Woodward gets to sing two songs, “Hold Me” and “I Never Knew,” while hanging out in nightclubs as “Eve Black” — and though Judy Garland would no doubt have sung them far better (which might not have been that good for the film’s dramatic credibility; one of the weaknesses of the film Pal Joey is that the title character is supposed to be a mediocre entertainer, but Frank Sinatra performs his songs at the peak of his vocal and dramatic powers), Woodward (assuming it’s her own voice — imdb.com’s entry on the film doesn’t list a voice double) acquits herself surprisingly well. One of the interesting might-have-beens in connection with this film was that, before Lee J. Cobb was cast as Dr. Luther, the role was offered to Orson Welles — which not only would have reunited him and Cortez from The Magnificent Ambersons but also suggests how much more interesting this film would have been with Welles directing it as well; given his skill in getting great performances out of women (Agnes Moorehead, Dorothy Comingore and Rita Hayworth all made the best films of their careers under Welles’ direction) Welles might have got an even better reading of “Eve” out of Woodward than the fine one she actually gave, and had he and Cortez been able to get along (they hadn't on Ambersons), the atmosphere and visual stylistics they created on Ambersons would have served this story far better than Johnson’s blandness, even though the most visually oriented direction in the world couldn’t have cured the main flaw of this movie: the literally unbelievable ending.

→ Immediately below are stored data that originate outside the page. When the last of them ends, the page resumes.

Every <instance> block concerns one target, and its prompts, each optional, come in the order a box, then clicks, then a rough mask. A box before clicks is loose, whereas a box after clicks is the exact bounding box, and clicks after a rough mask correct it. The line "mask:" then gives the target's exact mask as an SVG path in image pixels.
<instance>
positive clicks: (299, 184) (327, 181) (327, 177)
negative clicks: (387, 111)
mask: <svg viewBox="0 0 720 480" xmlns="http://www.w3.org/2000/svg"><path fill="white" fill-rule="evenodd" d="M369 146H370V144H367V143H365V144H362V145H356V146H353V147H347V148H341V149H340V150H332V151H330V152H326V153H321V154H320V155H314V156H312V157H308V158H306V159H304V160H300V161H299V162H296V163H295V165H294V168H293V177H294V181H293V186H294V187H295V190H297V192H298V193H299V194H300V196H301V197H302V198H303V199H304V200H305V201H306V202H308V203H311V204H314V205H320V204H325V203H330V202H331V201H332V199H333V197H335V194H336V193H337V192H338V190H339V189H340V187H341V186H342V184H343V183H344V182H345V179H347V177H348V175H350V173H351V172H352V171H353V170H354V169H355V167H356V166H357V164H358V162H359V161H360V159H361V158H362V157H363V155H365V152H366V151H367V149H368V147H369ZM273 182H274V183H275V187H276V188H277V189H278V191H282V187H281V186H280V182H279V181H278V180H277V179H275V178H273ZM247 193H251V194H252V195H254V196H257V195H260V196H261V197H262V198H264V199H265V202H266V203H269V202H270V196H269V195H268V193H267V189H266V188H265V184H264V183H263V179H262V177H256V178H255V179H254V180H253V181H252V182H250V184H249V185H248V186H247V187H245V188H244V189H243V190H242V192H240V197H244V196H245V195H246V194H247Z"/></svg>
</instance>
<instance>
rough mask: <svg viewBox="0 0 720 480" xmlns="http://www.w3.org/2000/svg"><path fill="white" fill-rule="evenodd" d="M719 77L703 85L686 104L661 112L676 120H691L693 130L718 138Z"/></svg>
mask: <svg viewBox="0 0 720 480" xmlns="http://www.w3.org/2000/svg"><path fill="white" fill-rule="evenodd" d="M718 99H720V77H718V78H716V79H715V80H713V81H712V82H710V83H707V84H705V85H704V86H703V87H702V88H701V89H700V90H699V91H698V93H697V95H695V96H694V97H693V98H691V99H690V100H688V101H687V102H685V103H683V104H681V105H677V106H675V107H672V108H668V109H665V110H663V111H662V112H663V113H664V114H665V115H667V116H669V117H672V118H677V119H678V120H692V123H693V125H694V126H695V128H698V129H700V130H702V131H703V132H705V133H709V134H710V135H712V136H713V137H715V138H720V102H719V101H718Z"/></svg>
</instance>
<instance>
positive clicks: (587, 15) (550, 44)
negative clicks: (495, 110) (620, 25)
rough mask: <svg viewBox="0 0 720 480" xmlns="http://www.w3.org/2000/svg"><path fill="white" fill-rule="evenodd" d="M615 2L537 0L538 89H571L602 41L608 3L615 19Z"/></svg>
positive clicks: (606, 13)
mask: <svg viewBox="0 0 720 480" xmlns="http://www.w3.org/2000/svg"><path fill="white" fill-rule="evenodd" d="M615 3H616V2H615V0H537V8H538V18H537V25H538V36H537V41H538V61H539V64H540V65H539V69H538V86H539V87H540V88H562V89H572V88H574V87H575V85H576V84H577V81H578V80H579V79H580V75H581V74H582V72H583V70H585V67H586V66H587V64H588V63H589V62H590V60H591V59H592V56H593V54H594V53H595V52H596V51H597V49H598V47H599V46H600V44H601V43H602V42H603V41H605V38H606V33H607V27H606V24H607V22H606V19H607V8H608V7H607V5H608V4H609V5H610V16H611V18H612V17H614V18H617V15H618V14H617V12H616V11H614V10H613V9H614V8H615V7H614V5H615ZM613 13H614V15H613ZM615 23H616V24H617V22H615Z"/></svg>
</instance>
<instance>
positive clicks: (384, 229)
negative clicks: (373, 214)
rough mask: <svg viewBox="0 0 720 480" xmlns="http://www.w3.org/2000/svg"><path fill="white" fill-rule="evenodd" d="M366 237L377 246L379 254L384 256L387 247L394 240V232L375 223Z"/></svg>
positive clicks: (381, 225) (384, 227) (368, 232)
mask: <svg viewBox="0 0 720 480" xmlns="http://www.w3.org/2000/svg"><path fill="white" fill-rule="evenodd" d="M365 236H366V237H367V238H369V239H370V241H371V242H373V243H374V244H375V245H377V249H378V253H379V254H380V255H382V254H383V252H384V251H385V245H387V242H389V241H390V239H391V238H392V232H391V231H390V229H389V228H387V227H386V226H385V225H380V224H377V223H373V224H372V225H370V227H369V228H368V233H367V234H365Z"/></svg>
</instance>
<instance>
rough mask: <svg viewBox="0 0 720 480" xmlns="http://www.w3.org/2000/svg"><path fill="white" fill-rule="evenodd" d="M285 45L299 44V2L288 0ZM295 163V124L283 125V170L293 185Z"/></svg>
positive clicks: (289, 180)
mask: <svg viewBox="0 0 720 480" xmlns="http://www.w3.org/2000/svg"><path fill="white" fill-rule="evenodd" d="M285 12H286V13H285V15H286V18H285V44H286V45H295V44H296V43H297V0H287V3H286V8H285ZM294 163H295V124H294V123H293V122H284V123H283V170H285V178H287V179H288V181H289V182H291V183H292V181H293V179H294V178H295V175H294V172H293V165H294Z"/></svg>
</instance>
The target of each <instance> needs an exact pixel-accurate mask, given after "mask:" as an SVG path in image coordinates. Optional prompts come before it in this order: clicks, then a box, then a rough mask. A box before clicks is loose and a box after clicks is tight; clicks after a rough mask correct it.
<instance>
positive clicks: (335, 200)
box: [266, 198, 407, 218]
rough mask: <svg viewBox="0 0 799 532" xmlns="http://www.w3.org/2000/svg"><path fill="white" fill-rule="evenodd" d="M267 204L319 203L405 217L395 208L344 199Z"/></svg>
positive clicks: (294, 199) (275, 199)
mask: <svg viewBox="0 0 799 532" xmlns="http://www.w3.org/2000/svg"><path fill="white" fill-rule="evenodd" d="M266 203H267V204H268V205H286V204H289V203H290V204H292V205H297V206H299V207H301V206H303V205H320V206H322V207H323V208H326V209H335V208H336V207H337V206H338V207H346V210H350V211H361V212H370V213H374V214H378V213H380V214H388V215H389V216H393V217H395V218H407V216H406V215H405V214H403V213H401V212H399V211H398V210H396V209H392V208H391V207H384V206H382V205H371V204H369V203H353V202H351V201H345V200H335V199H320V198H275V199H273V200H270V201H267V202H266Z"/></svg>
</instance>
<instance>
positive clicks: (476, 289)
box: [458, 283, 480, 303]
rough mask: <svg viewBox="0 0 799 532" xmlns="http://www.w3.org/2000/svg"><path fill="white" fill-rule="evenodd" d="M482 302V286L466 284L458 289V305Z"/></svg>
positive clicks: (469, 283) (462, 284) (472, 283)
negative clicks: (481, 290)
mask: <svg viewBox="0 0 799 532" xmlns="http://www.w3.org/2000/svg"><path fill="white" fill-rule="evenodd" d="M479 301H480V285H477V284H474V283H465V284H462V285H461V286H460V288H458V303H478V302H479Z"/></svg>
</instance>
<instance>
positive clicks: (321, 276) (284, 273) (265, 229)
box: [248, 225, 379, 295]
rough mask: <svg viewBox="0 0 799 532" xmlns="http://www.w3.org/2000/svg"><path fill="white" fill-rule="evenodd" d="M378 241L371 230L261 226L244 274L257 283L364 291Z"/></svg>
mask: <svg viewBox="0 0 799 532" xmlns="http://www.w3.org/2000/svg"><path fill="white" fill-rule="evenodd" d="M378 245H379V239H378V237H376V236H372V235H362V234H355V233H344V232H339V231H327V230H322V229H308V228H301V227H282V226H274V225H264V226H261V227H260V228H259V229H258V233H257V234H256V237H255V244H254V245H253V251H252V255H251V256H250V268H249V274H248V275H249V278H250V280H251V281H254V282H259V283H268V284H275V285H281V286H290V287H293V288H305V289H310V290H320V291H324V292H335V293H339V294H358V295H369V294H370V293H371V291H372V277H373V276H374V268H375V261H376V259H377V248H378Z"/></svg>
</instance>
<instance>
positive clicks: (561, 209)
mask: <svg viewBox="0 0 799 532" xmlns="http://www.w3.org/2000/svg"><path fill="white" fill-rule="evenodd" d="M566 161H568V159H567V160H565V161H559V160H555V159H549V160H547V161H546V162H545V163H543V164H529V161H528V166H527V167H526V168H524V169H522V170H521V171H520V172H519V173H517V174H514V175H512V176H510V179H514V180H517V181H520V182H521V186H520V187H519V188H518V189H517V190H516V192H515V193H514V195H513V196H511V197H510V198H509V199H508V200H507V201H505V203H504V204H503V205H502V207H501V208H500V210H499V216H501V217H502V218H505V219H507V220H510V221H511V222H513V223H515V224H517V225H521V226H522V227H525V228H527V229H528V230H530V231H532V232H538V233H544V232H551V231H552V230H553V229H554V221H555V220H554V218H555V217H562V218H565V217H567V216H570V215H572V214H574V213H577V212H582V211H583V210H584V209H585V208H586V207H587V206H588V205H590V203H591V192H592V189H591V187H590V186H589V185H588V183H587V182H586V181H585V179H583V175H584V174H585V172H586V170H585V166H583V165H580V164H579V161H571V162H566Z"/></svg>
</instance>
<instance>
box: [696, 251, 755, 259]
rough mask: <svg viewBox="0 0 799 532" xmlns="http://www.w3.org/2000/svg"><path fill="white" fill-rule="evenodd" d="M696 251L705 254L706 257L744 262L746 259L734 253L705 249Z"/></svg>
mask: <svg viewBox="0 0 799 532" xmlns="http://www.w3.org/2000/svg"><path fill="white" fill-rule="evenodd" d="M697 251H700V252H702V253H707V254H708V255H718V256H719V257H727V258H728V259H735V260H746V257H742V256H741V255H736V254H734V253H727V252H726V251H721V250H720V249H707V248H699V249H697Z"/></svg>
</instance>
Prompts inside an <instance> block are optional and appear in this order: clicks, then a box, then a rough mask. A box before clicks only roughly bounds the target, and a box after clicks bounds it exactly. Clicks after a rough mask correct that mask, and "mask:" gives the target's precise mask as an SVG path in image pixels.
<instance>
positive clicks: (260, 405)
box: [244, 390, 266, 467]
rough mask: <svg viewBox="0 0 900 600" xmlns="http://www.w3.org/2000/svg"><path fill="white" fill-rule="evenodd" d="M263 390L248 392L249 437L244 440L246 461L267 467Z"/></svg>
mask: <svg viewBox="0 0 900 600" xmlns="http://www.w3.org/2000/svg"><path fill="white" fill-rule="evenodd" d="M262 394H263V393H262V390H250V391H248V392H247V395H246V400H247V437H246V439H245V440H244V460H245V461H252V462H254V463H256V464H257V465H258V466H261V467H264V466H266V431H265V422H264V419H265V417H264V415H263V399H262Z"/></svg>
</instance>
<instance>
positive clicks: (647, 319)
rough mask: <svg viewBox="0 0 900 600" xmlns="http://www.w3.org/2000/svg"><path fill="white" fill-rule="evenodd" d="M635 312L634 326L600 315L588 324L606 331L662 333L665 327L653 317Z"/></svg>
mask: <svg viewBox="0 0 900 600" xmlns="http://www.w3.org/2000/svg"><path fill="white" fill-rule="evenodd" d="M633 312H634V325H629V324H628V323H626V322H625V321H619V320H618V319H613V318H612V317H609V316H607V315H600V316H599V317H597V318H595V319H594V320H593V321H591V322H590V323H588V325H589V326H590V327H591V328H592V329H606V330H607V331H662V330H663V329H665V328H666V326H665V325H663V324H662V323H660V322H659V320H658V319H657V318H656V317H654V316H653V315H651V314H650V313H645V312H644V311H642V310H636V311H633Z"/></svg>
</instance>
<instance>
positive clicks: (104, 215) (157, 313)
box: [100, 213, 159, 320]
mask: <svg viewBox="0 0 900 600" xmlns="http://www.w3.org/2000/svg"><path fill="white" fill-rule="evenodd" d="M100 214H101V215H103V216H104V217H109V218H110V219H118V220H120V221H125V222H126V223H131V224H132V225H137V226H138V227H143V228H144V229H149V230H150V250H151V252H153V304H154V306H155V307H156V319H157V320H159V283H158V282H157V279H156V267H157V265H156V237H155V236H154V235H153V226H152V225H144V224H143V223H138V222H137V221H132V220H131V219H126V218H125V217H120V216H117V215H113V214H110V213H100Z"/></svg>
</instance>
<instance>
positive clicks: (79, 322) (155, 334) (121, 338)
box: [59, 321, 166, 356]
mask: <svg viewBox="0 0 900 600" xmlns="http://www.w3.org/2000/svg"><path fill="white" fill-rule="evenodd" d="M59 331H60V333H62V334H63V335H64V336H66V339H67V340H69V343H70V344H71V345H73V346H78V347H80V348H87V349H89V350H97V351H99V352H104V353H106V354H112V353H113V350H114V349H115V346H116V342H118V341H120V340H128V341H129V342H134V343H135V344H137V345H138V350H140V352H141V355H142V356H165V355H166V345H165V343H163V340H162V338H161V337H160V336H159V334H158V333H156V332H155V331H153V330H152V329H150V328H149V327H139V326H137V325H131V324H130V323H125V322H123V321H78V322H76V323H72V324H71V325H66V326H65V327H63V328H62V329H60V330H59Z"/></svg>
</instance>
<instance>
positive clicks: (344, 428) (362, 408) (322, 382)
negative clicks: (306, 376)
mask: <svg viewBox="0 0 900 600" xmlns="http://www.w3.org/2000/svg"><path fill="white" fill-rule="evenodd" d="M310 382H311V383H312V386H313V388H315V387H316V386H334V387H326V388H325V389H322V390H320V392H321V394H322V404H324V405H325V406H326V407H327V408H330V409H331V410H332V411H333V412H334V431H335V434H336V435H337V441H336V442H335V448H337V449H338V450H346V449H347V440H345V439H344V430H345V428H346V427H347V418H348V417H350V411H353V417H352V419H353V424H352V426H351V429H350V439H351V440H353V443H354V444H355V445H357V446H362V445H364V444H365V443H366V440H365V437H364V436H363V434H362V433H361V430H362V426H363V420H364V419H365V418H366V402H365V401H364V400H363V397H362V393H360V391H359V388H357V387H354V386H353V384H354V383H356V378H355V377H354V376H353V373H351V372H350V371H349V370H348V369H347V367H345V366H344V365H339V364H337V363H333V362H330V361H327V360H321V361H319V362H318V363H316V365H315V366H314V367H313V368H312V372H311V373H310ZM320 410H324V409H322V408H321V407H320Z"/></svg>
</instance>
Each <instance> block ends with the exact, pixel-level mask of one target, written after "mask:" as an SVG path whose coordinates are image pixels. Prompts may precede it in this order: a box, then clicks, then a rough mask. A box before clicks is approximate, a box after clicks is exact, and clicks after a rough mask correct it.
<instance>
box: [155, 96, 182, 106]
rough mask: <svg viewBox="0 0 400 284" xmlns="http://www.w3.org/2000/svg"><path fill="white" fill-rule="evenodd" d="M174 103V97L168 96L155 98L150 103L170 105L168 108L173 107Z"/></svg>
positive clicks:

Even if we didn’t know from Chris Sizemore’s later memoir, I’m Eve, that she really had 26 personalities, not just three, and that Dr. Thigpen was a manipulative, exploitative therapist who extracted from her absolute rights to her life story, so she not only didn’t make a dime from the book The Three Faces of Eve or this film, she actually had to sue to get the right to write her own book about herself, we’d still have a hard time believing that Eve’s problems could be solved by one climactic revelation from a single therapy session (she supposedly dissociated when she, as a child, was forced by her parents to kiss the lips of her dead grandmother “so that you’ll always remember her”) and the love of a decent man, Earl (Ken Scott), with whom she drives off at the end once that boor of a husband has divorced her.